Grassley's office says the senator was concerned about policy, not politics, when he surprised colleagues by disagreeing with Democrats on even small issues. But Iowa conservative activists such as Bill Salier were openly talking of trying to deny Grassley the 2010 GOP nomination if he cooperated with Democrats.
"There is so much talk of 'primarying' Chuck Grassley now," Salier said on an Iowa radio show last August, when the health care debate was peaking nationwide.
In the end, no one challenged Grassley for the nomination, and his re-election this fall appears likely.
GOP intraparty warfare has shaped other policies as well. Sen. John McCain of Arizona, the party's 2008 presidential nominee, has influenced several congressional actions by shifting to the right to combat a primary challenge from former Rep.
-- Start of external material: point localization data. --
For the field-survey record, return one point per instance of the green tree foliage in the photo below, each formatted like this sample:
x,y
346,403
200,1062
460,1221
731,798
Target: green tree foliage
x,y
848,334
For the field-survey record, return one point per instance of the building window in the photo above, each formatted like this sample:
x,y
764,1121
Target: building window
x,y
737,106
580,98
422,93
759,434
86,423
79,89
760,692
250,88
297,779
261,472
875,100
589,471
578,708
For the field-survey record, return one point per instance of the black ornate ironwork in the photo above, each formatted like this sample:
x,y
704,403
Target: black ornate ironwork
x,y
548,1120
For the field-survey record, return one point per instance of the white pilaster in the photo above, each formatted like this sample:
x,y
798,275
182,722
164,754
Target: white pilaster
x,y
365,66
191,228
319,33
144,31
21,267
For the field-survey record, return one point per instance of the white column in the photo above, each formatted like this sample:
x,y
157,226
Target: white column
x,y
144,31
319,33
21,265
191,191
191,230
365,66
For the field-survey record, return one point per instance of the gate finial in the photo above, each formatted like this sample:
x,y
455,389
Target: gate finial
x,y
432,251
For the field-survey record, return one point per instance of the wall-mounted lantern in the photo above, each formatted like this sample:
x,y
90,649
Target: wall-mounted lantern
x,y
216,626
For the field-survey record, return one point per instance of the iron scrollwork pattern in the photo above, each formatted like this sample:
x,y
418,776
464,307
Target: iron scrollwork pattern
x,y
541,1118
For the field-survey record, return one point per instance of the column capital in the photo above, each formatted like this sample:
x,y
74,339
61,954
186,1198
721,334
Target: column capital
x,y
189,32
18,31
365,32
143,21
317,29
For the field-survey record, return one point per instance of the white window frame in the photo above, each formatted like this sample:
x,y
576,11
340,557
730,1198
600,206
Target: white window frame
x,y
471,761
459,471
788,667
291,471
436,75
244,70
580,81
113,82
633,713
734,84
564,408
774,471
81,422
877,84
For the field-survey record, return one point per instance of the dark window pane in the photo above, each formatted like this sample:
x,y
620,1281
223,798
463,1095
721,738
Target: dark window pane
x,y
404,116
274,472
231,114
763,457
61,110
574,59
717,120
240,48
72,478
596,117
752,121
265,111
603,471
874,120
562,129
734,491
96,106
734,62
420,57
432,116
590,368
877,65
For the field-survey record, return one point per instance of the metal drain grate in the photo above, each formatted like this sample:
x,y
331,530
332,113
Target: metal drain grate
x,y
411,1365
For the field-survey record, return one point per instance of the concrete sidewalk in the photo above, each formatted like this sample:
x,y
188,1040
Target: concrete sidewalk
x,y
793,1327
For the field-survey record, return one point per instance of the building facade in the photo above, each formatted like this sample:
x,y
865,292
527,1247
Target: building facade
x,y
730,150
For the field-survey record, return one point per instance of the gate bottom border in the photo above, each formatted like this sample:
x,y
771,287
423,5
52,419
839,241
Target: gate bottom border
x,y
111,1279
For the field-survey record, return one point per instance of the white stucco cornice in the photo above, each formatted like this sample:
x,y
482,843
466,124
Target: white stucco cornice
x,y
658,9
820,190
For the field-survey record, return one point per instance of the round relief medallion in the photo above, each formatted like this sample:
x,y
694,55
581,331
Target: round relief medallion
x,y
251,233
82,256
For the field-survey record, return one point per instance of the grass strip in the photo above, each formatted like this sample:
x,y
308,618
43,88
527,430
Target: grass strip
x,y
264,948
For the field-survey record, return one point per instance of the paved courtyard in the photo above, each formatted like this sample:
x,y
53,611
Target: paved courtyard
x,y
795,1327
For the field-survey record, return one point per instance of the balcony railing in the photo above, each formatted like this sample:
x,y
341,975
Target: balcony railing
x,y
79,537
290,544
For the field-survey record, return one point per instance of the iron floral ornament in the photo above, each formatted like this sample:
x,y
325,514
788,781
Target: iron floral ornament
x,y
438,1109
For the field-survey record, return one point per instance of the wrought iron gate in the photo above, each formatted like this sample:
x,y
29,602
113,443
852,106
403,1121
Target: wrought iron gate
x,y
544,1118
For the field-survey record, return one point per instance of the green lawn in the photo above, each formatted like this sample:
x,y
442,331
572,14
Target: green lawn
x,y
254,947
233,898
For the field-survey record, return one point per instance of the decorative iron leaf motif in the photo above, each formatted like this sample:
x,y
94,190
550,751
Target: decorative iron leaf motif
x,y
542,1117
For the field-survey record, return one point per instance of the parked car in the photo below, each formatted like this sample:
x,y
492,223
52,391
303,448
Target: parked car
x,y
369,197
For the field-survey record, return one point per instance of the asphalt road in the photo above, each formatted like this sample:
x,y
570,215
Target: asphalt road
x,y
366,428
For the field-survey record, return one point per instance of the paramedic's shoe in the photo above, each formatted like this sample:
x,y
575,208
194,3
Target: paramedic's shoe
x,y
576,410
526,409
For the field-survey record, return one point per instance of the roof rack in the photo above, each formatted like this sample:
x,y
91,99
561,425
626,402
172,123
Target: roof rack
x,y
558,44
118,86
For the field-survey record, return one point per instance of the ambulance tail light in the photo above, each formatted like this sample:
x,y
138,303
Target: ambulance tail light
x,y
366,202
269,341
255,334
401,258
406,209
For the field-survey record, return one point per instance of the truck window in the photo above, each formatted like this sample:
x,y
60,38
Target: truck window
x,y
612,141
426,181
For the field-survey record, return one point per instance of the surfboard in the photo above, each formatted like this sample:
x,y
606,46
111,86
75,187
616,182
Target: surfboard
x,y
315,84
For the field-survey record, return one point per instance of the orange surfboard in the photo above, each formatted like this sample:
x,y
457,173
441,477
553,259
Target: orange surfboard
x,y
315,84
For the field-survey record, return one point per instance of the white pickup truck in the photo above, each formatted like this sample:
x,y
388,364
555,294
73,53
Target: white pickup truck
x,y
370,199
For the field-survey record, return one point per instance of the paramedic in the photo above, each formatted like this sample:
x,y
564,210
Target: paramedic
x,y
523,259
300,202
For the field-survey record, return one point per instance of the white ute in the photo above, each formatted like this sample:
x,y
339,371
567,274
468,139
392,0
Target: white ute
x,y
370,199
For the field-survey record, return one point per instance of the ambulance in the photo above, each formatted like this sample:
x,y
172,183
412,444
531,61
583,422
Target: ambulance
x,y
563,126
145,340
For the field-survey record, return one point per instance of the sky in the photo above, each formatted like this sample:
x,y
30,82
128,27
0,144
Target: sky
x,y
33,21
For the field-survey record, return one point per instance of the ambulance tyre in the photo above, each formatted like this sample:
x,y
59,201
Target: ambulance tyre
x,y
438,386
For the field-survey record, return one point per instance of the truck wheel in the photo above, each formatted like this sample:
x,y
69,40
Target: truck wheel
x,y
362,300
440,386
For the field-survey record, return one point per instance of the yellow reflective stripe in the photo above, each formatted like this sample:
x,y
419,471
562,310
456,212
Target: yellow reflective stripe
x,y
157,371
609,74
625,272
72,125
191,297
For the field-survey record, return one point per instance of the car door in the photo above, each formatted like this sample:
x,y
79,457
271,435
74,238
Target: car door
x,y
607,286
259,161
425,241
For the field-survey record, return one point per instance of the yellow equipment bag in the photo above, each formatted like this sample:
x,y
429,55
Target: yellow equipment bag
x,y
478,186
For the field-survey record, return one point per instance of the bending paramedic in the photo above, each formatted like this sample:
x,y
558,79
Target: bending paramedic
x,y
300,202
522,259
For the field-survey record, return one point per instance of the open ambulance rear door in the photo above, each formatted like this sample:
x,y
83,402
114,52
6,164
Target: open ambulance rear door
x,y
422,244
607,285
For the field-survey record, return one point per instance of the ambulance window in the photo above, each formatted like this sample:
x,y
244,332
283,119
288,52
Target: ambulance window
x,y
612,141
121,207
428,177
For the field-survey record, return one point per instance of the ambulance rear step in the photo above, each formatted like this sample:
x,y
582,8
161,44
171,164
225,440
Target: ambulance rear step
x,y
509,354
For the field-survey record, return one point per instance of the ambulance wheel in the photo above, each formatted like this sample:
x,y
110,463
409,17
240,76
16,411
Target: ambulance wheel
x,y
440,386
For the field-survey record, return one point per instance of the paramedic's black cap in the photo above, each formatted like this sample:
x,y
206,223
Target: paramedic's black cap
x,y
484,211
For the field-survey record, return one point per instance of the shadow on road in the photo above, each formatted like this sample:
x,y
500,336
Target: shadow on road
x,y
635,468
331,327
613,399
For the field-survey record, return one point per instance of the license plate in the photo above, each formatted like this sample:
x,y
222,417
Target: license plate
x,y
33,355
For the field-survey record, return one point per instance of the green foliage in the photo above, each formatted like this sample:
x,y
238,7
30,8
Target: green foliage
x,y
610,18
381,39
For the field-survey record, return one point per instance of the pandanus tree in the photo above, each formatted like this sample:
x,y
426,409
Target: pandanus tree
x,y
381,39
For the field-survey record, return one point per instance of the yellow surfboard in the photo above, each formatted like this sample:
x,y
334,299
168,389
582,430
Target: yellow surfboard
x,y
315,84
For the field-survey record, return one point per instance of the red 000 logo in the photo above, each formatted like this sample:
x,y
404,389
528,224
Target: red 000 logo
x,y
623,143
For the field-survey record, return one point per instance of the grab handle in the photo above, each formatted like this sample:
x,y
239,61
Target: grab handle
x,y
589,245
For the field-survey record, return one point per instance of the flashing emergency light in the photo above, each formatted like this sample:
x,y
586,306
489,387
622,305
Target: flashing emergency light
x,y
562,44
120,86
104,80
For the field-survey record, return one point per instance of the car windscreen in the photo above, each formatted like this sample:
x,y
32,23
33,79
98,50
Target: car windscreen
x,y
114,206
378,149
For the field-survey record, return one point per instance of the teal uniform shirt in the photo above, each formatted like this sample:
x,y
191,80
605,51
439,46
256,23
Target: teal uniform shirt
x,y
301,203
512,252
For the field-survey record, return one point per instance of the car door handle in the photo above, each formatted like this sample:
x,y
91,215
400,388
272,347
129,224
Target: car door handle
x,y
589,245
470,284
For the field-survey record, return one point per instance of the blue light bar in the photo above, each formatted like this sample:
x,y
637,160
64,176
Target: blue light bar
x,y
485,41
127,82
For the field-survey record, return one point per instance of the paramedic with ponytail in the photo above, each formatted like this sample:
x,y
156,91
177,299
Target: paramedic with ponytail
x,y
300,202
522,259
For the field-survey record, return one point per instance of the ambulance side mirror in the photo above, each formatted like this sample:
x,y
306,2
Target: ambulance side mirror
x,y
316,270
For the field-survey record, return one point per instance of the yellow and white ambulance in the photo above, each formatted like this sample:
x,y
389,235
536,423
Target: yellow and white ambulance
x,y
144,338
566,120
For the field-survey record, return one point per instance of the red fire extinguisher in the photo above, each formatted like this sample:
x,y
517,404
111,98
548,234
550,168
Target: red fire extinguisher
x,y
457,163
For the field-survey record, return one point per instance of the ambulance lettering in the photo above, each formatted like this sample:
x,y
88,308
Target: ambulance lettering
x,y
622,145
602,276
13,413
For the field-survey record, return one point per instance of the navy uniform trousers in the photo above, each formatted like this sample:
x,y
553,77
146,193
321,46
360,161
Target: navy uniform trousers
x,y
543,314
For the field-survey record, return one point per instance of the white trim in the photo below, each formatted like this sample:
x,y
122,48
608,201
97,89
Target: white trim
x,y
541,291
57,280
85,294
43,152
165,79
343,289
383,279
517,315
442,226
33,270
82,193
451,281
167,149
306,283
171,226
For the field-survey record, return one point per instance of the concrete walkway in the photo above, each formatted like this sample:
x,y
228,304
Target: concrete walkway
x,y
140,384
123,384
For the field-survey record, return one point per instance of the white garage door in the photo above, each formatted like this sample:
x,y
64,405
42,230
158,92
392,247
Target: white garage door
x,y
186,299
J.D. Hayworth, an outspoken conservative.
Once a champion of a moderate, bipartisan approach to immigration, McCain now backs the tough new Arizona law. Once among the several Republicans who called for a muscular, bipartisan commission to propose ways to reduce the deficit, McCain and the others withdrew their support this year. Obama was forced to appoint a commission with less clout than a congressionally created panel would have.
In Arizona, the potential threat to Republican Gov. Jan Brewer's re-election bid from her party's right wing was scarcely noted outside her state until she signed the new immigration law.
Brewer initially didn't say whether she would sign the legislation. But she had already angered many conservative voters by pushing a sales tax increase. Republicans planning to contest her for the gubernatorial nomination practically dared her to veto the immigration bill.
"She really did need to sign this immigration bill into law" to save her re-election hopes, said Fred Solop, chairman of political science at Northern Arizona University.
But Brewer's solution to her problem has just passed it back to the White House and Congress, making it harder for the president, lawmakers and the nation's voters to ignore.